Expand my Community achievements bar.

SOLVED

Aem segmentstore vs datastore

Avatar

Level 4

HI,

 

In Adobe Aem which contents are saved in the segmentstore and which are saved in the datastore?

 

What is the difference between the two?

 

Thank you

1 Accepted Solution

Avatar

Correct answer by
Level 3

Hey Roberto - 

In overly-simplistic terms, the Segmentstore contains all of the metadata about each of the nodes in the repository, including the content tree itself, and all of the textual information about each node.  The Datastore is used for larger objects that need to be stored in AEM, which could be text data or binaries. 

 

There's a base configuration in Jackrabbit Oak which tells the system what the minimum size is of objects that should be stored in the Datastore vs the Segmentstore, which I believe still sits at 16KB.  So, let's say you add a page node to AEM, and then put 2KB of text in the page. That entire object is then living in the segmentstore.  But let's say you upload a 100KB PDF - in that case, the metadata about the PDF (its title, description, jcr properties, location, tags, etc) all are physically stored in the segmentstore, but the binary data of the PDF itself is stored in the datastore with only pointers in the segmentstore to where to find it.

 

This is why there are two different maintenance jobs in AEM - one to clean up the segmentstore, the other to clean up the datastore.  If, let's say, the reference to that PDF is deleted in AEM, it would only get flagged for deletion in the segmentstore, but would then still be on disk.  The revision clean-up job would then be able to reclaim that disk space out of the segmentstore when it runs, but the datastore would still contain the binary data for that PDF until the datastore cleanup job gets run, to remove any now-unreferenced objects out of the datastore. 

 

Hope that helps! 

View solution in original post

6 Replies

Avatar

Community Advisor

HI @robertol6836527 ,

In Adobe Experience Manager (AEM), the content repository is divided into two main storage areas: the segment store and the data store . They handle different types of data:

Segment store: This stores the content and properties of your AEM pages. It essentially holds the metadata that describes your content. AEM uses a segment store implementation called TarMK by default, which stores this data in TAR files.

Data store: This stores the binary data associated with your content, such as images, videos, and documents. Data stores are separate from the segment store to improve performance and scalability. AEM can use various data store options, including a default file system data store or external options like Amazon S3.

 

Thanks,

Somen

Avatar

Administrator

@robertol6836527 Did you find the suggestions from users helpful? Please let us know if more information is required. Otherwise, please mark the answer as correct for posterity.

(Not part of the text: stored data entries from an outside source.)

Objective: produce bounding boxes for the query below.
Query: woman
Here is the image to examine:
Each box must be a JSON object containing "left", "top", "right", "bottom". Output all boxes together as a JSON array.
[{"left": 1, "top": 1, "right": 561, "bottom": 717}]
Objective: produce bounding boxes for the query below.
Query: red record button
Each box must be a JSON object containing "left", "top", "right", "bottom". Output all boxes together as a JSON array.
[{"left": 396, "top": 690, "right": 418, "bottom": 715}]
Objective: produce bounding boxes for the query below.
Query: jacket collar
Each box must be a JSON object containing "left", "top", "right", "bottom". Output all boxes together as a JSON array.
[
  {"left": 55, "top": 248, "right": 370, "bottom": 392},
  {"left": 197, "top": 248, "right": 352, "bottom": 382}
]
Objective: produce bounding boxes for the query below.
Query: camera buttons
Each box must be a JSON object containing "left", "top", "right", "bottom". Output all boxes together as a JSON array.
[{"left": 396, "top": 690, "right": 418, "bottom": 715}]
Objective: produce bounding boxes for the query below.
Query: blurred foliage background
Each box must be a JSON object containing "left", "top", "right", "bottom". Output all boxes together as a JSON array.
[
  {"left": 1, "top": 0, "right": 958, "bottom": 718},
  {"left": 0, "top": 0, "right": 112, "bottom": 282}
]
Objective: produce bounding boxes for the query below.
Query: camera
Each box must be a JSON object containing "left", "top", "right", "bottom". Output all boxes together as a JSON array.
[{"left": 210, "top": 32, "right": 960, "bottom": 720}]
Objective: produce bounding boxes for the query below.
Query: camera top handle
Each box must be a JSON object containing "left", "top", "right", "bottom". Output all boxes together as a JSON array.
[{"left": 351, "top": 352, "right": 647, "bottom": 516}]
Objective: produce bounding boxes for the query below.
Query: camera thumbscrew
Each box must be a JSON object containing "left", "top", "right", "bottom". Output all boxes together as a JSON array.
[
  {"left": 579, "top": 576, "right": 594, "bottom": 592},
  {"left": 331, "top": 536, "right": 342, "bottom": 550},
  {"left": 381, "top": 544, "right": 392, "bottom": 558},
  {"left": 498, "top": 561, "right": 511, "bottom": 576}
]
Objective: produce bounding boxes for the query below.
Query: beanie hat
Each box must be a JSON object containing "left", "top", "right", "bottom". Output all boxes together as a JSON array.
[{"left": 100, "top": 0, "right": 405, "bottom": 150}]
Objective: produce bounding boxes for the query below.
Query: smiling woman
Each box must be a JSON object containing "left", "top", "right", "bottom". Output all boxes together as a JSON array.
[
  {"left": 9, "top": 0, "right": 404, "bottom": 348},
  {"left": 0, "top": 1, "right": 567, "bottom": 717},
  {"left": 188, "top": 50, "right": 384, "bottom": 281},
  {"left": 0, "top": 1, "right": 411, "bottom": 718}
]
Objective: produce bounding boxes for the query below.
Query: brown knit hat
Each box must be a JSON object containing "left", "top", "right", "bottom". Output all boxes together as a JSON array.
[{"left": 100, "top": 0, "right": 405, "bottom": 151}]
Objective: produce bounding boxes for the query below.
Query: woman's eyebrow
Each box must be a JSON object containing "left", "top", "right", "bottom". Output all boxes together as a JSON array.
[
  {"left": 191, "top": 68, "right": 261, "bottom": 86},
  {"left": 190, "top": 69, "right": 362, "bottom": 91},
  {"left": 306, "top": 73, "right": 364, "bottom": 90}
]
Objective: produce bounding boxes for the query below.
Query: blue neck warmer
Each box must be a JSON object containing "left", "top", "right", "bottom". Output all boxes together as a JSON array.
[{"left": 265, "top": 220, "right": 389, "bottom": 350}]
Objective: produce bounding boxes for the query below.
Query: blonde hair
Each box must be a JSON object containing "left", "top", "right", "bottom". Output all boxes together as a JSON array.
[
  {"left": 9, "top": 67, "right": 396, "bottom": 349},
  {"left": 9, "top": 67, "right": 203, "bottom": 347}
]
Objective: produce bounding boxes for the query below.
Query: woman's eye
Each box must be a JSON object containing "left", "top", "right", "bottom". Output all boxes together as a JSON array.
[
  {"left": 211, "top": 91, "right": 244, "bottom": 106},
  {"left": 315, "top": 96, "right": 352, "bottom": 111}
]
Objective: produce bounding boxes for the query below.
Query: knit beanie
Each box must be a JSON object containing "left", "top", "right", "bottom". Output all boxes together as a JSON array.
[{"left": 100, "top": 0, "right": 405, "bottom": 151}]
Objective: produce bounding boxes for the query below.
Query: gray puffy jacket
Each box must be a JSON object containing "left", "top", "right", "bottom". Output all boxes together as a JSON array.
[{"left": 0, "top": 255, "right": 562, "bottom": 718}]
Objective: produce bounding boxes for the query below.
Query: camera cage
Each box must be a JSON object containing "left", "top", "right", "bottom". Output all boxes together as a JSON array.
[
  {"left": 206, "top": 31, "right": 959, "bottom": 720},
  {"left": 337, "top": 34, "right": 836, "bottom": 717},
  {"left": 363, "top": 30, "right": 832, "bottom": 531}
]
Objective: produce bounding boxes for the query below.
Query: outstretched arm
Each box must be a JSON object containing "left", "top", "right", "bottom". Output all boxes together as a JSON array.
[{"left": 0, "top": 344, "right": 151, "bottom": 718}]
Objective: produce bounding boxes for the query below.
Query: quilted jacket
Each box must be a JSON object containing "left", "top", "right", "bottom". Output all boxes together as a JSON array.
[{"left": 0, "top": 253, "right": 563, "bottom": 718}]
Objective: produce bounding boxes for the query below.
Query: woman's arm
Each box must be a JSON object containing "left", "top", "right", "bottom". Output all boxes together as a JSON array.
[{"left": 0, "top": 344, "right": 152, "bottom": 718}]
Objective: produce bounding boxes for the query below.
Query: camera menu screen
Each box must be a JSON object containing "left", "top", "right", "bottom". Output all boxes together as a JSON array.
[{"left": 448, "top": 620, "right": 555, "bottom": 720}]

If you have found out solution yourself, please share it with the community.



Kautuk Sahni

Avatar

Correct answer by
Level 3

Hey Roberto - 

In overly-simplistic terms, the Segmentstore contains all of the metadata about each of the nodes in the repository, including the content tree itself, and all of the textual information about each node.  The Datastore is used for larger objects that need to be stored in AEM, which could be text data or binaries. 

 

There's a base configuration in Jackrabbit Oak which tells the system what the minimum size is of objects that should be stored in the Datastore vs the Segmentstore, which I believe still sits at 16KB.  So, let's say you add a page node to AEM, and then put 2KB of text in the page. That entire object is then living in the segmentstore.  But let's say you upload a 100KB PDF - in that case, the metadata about the PDF (its title, description, jcr properties, location, tags, etc) all are physically stored in the segmentstore, but the binary data of the PDF itself is stored in the datastore with only pointers in the segmentstore to where to find it.

 

This is why there are two different maintenance jobs in AEM - one to clean up the segmentstore, the other to clean up the datastore.  If, let's say, the reference to that PDF is deleted in AEM, it would only get flagged for deletion in the segmentstore, but would then still be on disk.  The revision clean-up job would then be able to reclaim that disk space out of the segmentstore when it runs, but the datastore would still contain the binary data for that PDF until the datastore cleanup job gets run, to remove any now-unreferenced objects out of the datastore. 

 

Hope that helps! 

Avatar

Level 1

Hello,

Please also suggest on below:

In practice, should full GC revision purge run before data Store GC, or after?

Lets say my revision cleanup (maintaining segmentstore) is running daily with Full GC on Sunday, so weekly Datastore GC should be Monday or Friday?

Does this order affect the disk storage and AEM performance during the week?

Avatar

Level 3

You want to run the revision GC (i.e. tar compaction) before the Datastore GC.  The Datastore GC depends on the revision GC to know what blobs it can remove that are no longer referenced.  A Datastore GC run by itself (i.e. without any revision GC) won't reclaim anything.  So, let's say you run a full revision GC on Saturday, you could then run your Datastore GC on Sunday so as to take advantage of the earlier cleanup.